Business and Sustainable Development Commission Report

Read this report, which demonstrates the business case for the SDGs and the US$12 trillion a year market opportunity available to companies that embrace the mission and lead with a strategic vision.

4. Sustainable Finance

Key Points

  • Unlocking the US$2.4 trillion a year additional investment needed to achieve the Global Goals depends on orienting the global financial system towards long-term sustainable outcomes.
  • In principle, there is no shortage of capital given that total financial assets stand at more than US$290 trillion and are growing by five percent a year.
  • However, investors place a high premium on liquidity in their choice of assets, despite mounting evidence of the long-term outperformance of more sustainable investments.
  • Three critical areas of action for business leaders to unlock Global Goals investment are:
  • Creating an open-access and standardized system for companies to report on their performance on the Global Goals and enable sustainability benchmarking;
  • Plugging the global infrastructure gap with a massive scale-up in the availability of blended finance to share risks between public and private investors; and
  • Aligning financial regulation with the Global Goals, extending the work of the Financial Stability Board's Taskforce on Climate-Related Disclosures, and helping to make sustainable asset classes more investible at lower cost.

Business leaders who adopt the Global Goals as a growth strategy can do a lot to unlock the significant amount of long-term public and private investment needed to achieve them. The UN Sustainable Development Solutions Network (SDSN) values the total additional investment needed to achieve the Global Goals in all countries at US$2.4 trillion a year, around 11 percent of annual global savings, with the lion's share – around US$1.6 trillion – needed for infrastructure. 

There should be a big enough supply of capital available to finance the Global Goals. 

Financial assets currently exceed US$290 trillion and are growing at five percent a year. Nearly US$100 trillion is invested in pension funds, insurance companies, and investment funds, including sovereign wealth funds. As of November 2016, over US$11 trillion was invested in negative yielding sovereign bonds – capital that could be invested more productively elsewhere. 
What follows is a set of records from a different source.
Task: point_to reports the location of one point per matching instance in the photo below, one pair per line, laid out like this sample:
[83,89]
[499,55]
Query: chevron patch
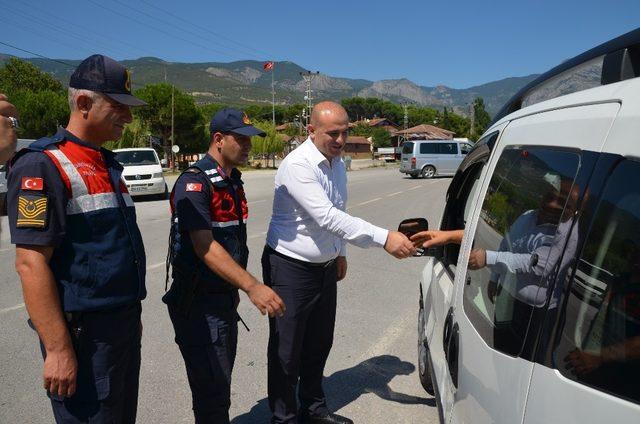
[32,211]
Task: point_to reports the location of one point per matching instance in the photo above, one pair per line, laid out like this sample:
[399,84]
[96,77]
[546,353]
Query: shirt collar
[316,156]
[235,173]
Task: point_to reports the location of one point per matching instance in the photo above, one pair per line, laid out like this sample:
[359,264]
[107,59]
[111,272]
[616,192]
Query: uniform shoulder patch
[194,187]
[32,183]
[32,211]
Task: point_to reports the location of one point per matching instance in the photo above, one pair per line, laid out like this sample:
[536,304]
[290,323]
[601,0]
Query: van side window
[448,148]
[428,148]
[407,148]
[525,222]
[599,343]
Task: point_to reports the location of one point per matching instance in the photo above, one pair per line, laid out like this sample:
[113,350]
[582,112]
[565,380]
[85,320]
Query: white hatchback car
[535,316]
[142,172]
However, that seemingly ample capital supply won't meet the investment demand generated by the Global Goals without major changes in the financial system. The main trouble is that too many investors want immediate results. Over half of CEOs report feeling under pressure to deliver financial results within a year or less, leading many to prioritize immediate shareholder rewards over investments for the future. 

Achieving the Global Goals depends on aligning the global financial system with sustainability and long-term outcomes. But the financial system consists of tens of thousands of institutional participants – including regulators, banks, insurance companies, stock and bond exchanges – and billions of individual market participants. 

Lengthening the investment horizon of so many market participants and attracting them to sustainable investments in line with the Global Goals requires clear thinking, individual and sectoral action, and unprecedented collaboration between the public and private sector. The financial sector is highly innovative and responsive to opportunity (see Box 10: Innovations in finance that can progress sustainable development). The Commission has identified three areas of action for business leaders to pursue in response to the Global Goals opportunities: standardizing and simplifying sustainability reporting; unlocking public and private investment in infrastructure; and aligning financial regulation and investment principles with sustainable development.

Rapid progress in these three areas will help investors, businesses, and governments to achieve the universal benefits of sustainable development in a joined-up fashion, and to share in those benefits themselves. But we recognise that financial customs and investment communities differ in different jurisdictions: the actions we suggest under the principles below are to be refined and adapted appropriately.